I will dig online to see if I can find answers to my questions. I already found a few things by looking at wikipedia’s references that I didn’t think of in the first place.
Entropy H(p_1), H(p_2),H(p_3)… etc will all get the same entropy value for a given node. The entropy formula is simplified in the above slide to make it easy to understand the calculation in the below slide
Entropy is more a property of node so for a given node it will be same. If nodes have notations like [C_1,C_2,C_3,......,C_J] and k classes in dataset then Entropy for given node C_j should be
H(C_j) = -p_0log_k(p_0) -p_1log_k(p_1)+.......-p_{k-1}log_k(p_{k-1})
here p_0 is fraction of class 0 at the node we are calculating entropy.
and p_1 is fraction of class 1 at the node we are calculating entropy etc
The information Gain formula should be
IG = H(C_{parent}) - (w^{left} H(C_{left}) + w^{right} H(C_{right}))
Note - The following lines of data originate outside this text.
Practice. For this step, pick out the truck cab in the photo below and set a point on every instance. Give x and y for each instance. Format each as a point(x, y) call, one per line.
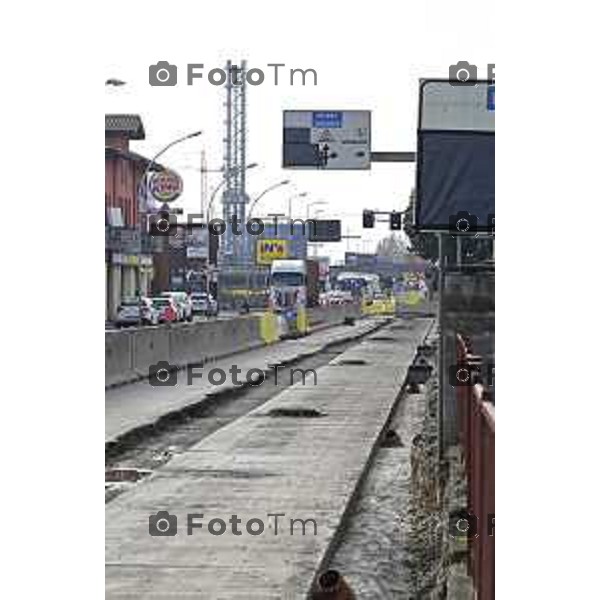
point(288, 294)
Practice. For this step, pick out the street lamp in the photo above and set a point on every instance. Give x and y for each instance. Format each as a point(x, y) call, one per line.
point(161, 152)
point(269, 189)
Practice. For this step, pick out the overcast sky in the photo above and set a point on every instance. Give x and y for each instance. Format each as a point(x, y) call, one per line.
point(368, 58)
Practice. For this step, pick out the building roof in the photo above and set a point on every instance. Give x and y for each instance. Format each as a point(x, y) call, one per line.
point(128, 155)
point(129, 125)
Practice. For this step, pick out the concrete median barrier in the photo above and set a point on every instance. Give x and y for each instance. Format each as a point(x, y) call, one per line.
point(118, 357)
point(149, 346)
point(129, 354)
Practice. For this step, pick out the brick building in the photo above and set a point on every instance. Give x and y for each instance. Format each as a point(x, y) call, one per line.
point(128, 255)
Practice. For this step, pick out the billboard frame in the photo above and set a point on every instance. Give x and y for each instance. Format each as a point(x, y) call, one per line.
point(483, 229)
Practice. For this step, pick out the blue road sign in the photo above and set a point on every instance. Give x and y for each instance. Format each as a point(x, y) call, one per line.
point(327, 119)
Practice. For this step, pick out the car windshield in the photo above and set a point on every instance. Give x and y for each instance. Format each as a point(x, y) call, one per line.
point(160, 301)
point(287, 279)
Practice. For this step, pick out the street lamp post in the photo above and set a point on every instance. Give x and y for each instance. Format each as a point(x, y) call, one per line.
point(315, 203)
point(290, 199)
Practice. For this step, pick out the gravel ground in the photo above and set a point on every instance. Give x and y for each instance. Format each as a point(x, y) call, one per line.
point(391, 544)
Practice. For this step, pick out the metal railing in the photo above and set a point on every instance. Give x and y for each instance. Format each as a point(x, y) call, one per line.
point(476, 422)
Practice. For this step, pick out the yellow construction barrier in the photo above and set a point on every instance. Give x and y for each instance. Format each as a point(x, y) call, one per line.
point(379, 307)
point(412, 298)
point(302, 321)
point(269, 327)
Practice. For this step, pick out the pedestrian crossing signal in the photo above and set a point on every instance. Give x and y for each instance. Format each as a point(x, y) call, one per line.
point(368, 219)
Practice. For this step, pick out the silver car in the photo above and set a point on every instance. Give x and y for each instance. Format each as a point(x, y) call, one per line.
point(204, 304)
point(136, 311)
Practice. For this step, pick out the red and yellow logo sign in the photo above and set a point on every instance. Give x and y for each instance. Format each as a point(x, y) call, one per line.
point(166, 186)
point(269, 250)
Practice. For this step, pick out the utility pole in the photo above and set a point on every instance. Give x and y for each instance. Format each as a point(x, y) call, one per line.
point(235, 248)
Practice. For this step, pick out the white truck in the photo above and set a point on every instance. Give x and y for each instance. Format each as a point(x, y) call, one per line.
point(288, 294)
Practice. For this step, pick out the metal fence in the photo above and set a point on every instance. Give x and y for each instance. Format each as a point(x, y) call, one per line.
point(476, 420)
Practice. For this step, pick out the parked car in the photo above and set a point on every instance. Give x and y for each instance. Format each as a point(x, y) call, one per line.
point(136, 311)
point(204, 304)
point(149, 312)
point(184, 304)
point(167, 309)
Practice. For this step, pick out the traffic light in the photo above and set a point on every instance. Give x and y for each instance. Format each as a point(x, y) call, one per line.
point(395, 220)
point(368, 219)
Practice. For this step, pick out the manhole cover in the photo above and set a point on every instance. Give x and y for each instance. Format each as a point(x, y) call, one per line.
point(391, 440)
point(125, 475)
point(296, 411)
point(352, 362)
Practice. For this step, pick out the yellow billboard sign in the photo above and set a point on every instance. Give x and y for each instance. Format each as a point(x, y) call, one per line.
point(269, 250)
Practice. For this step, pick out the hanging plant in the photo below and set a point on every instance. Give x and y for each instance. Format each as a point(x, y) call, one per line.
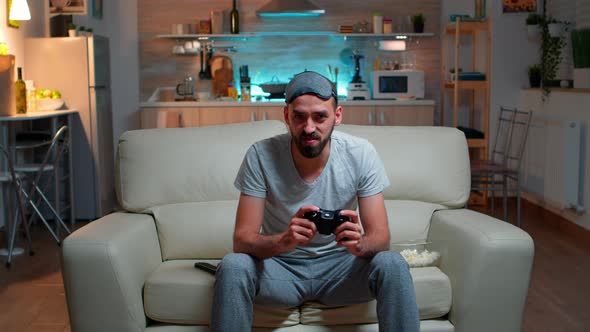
point(551, 54)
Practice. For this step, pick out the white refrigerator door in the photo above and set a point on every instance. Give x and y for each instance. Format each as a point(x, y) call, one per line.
point(74, 66)
point(102, 149)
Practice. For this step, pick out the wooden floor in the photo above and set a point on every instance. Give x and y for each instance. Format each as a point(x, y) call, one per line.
point(32, 295)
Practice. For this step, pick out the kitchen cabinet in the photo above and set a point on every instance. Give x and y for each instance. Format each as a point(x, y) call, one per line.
point(210, 116)
point(273, 112)
point(389, 115)
point(75, 7)
point(359, 115)
point(169, 117)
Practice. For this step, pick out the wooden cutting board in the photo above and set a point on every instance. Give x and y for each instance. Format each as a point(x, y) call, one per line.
point(222, 73)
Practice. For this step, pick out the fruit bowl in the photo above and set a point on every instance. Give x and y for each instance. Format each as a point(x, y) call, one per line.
point(418, 253)
point(47, 104)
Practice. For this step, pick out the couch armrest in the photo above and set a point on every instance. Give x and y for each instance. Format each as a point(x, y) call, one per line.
point(489, 264)
point(105, 264)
Here w^{left/right} = (Total number of elements in left/right node)/(Total Number of elements in parent node)
For Example lets consider dataset [cat1, cat2, cat3, dog1, dog2, dog3, dog4, mouse1, mouse2]
There are 3 cats, 4 dogs and 2 mice. Lets consider a decision tree as below
Entropy for C_{parent} node is
H(C_{parent}) = -p_{cat}*log_3(p_{cat}) -p_{dog}*log_3(p_{dog}) -p_{mouse}*log_3(p_{mouse})
here p_{cat} = 3/9, p_{dog} = 4/9, and p_{mouse} = 2/9
H(C_{parent}) = (-3/9 * log3(3/9)) - (4/9 * log3(4/9)) - (2/9 * log3(2/9)) = 0.966
The above entropy will be “1” if all the elements of the dataset are equal, i.e, 3 cats, 3 dogs, 3 mice. Similarly, you calculate H(C_{left}), H(C_{right})
H(C_{left}) = (-2/5 * log3(2/5)) - (1/5 * log3(1/5)) - (2/5 * log3(2/5)) = 0.96
H(C_{right}) = (-1/5 * log3(1/5)) - (3/5 * log3(3/5)) - (0/5 * log3(0/5)) = 0.57
Finally, Information gain is calculated by
w^{left} = 5/9, w^{left} = 4/9
IG = H(C_{parent}) - (w^{left} H(C_{left}) + w^{right} H(C_{right}))
IG = 0.97 - (5/9 * 0.96 + 4/9 * 0.57) = 0.183
Without context of how other features will perform we cant say if the above IG is good or bad but the right node seem to do good job of isolating dogs at least but we also have to consider that more elements are in left node and their entropy is very high which is bad.